# Early 6day racer



## mongeese (Oct 25, 2017)

Can you name who built it?


----------



## MantonSmith (Oct 25, 2017)

Oscar Wastyn?


----------



## mongeese (Oct 25, 2017)

Steve you are the fourth that says Oscar Wastyn. Care to explain your guess ?


----------



## mongeese (Oct 25, 2017)

Oscar Sr.'s father Emil designed these particular rear drops.


----------



## dnc1 (Oct 26, 2017)

Handlebar stem looks a little French to me, but no idea of manufacturer.


----------



## carlitos60 (Oct 26, 2017)

Nice Light Way!!


----------



## troy boy (Oct 26, 2017)

Mr Mongoose is like a very intelligent Person  he went to an ivy league school   its a Willie apellhans look it up


----------



## kccomet (Oct 27, 2017)

i dont think thats an appelhans


----------



## Underground Bicycle Shop (Oct 30, 2017)

Its not an appelhans


----------



## shoe3 (Nov 5, 2017)

mongeese said:


> Can you name who built it?
> 
> View attachment 697806
> 
> ...



Looks like Belgium that was across street from Wastyns???..name thinking???


----------



## shoe3 (Nov 5, 2017)

Underground Bicycle Shop said:


> Its not an appelhans



Kind of looks like a Boogans...spelling ...close to wastyn shop.


----------



## Underground Bicycle Shop (Nov 5, 2017)

shoe3 said:


> Kind of looks like a Boogans...spelling ...close to wastyn shop.

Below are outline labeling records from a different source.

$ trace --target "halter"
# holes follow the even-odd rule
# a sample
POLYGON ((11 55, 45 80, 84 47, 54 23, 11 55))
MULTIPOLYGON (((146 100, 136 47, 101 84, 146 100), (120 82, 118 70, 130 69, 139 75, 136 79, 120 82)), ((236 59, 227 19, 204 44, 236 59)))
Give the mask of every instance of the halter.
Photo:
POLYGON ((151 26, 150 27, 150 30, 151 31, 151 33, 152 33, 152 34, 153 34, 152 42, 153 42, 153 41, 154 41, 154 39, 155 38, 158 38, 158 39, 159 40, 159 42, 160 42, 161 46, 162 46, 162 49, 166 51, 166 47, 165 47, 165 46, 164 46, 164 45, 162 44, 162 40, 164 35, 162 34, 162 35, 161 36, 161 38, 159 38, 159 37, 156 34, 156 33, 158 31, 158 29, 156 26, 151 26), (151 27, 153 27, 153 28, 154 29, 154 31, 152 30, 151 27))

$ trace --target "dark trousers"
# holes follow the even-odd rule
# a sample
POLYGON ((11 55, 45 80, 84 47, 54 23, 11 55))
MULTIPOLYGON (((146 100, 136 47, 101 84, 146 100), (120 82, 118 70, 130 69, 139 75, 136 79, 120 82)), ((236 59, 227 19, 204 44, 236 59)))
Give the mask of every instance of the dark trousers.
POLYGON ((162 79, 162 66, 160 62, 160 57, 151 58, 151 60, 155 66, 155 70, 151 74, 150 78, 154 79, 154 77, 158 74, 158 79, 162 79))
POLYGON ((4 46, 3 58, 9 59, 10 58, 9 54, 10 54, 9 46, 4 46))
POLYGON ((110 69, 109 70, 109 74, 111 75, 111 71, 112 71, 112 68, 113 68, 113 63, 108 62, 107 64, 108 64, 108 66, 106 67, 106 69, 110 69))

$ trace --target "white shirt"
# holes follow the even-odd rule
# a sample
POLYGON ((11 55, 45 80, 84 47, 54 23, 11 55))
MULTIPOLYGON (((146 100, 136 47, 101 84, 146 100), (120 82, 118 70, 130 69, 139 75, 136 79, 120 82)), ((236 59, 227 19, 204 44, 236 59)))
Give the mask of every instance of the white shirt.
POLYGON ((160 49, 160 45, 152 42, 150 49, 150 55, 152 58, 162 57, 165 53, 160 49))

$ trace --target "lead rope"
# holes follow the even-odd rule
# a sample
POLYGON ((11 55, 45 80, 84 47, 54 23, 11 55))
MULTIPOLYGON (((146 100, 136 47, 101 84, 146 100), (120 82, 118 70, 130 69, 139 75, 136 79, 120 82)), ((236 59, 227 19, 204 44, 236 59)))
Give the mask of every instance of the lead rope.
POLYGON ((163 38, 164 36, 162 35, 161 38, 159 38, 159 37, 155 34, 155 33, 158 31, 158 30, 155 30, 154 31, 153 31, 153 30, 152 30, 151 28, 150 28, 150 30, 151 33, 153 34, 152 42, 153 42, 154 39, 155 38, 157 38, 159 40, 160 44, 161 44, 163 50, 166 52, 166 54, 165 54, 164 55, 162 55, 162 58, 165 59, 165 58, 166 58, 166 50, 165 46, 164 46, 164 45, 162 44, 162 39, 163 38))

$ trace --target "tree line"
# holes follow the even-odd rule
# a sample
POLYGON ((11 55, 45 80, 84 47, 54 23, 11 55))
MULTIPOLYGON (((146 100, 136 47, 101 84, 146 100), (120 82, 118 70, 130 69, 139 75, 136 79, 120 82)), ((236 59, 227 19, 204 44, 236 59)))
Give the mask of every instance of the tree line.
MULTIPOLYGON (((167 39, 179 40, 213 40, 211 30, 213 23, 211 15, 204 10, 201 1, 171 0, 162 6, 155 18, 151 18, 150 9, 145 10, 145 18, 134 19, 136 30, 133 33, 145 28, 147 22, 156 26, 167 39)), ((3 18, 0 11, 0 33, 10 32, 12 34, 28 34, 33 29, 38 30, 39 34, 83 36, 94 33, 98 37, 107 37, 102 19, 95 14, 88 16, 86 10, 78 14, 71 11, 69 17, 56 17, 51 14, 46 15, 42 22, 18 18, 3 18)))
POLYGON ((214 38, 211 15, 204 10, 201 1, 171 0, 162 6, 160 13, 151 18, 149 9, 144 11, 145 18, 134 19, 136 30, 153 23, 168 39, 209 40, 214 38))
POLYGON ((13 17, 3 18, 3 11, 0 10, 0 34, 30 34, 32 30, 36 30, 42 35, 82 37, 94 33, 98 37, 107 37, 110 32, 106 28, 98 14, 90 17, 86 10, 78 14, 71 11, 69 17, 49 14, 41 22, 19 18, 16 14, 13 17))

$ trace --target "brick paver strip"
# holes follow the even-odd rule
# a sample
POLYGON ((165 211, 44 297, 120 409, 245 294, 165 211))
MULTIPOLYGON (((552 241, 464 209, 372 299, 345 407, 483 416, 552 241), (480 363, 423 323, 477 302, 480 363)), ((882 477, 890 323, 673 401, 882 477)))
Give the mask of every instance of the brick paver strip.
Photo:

Not Boogmans either, I have both. Still thinking on it. I believe its an Omelenchuk build


----------



## shoe3 (Nov 5, 2017)

Underground Bicycle Shop said:


> Not Boogmans either, I have both. Still thinking on it. I believe its an Omelenchuk build



the key might be the cool key hole dot fork crown.???


----------



## mongeese (Nov 5, 2017)

Can someone post it on CR to see if those guys know? I do not know how to use that site.


----------



## mildewbiker (Nov 6, 2017)

This is definitely a French bike!


----------



## dnc1 (Nov 6, 2017)

mildewbiker said:


> This is definitely a French bike!



What makes you think it's definitely French?


----------



## mongeese (Nov 27, 2017)

Still a mystery?


----------



## St33lWh33ls (Nov 29, 2017)

Most likely a Wastyn Special, the lug pattern is similar to several bikes I have seen with Wastyn Special decals. Fork crown is different to mine but a lot of similarities to my bike including the rear track ends and head tube cut outs. No guess is 100% so...


----------



## St33lWh33ls (Nov 29, 2017)

shoe3 said:


> Looks like Belgium that was across street from Wastyns???..name thinking???




I think your talking about Louie Goossens, former Wastyn apprentice who opened his own shop across the street.

Kccomet has a nice Goossens Special.


----------